Kit coverAn Education Kit for Grades 5 - 7

Information Sheet B


Crocodiles are "cold-blooded". To get warm they lie in the sun. To cool down, they lie in the shade with their mouths wide open or laze in the water. To control their body temperature, crocs control the blood flow inside their bodies. They can 'shut down' blood flow or speed it up. We cannot do this!

A 3.5m crocodile has brain the same size as a walnut! However crocs have very good senses for finding prey and they learn quickly.
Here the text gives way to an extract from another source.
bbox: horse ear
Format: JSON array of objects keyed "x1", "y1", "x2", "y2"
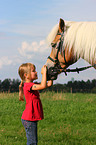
[{"x1": 59, "y1": 18, "x2": 65, "y2": 32}]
The long crocodile jaw is designed for grabbing prey. The jaw can open and shut but not move from side to side. Very powerful muscles snap the jaw closed when it grabs prey. The muscles that open the jaw are not as strong. Croc teeth are special too. Look at the diagram.

Crocs often bask on the mud banks along rivers to
regulate their body temperature; slide marks in
the mud indicate their presence.

Although it looks cumbersome, the croc
can move very quickly.

The croc's scaly skin is waterproof. For extra protection, the croc has bony scales and ridges along its back. The bumps along the tail are not bony. Instead they have lots of blood vessels which collect warmth from the sun.

To swim, the croc swings its powerful tail from side to side. Its legs are held against the body. Both feet have claws but the back feet are webbed. They can be used to swim backwards. Crocs can swim long distances and stay underwater for up to 5 hours. On land, crocodiles can move quickly although they also tire quickly. Crocs are sprinters, not long-distance runners!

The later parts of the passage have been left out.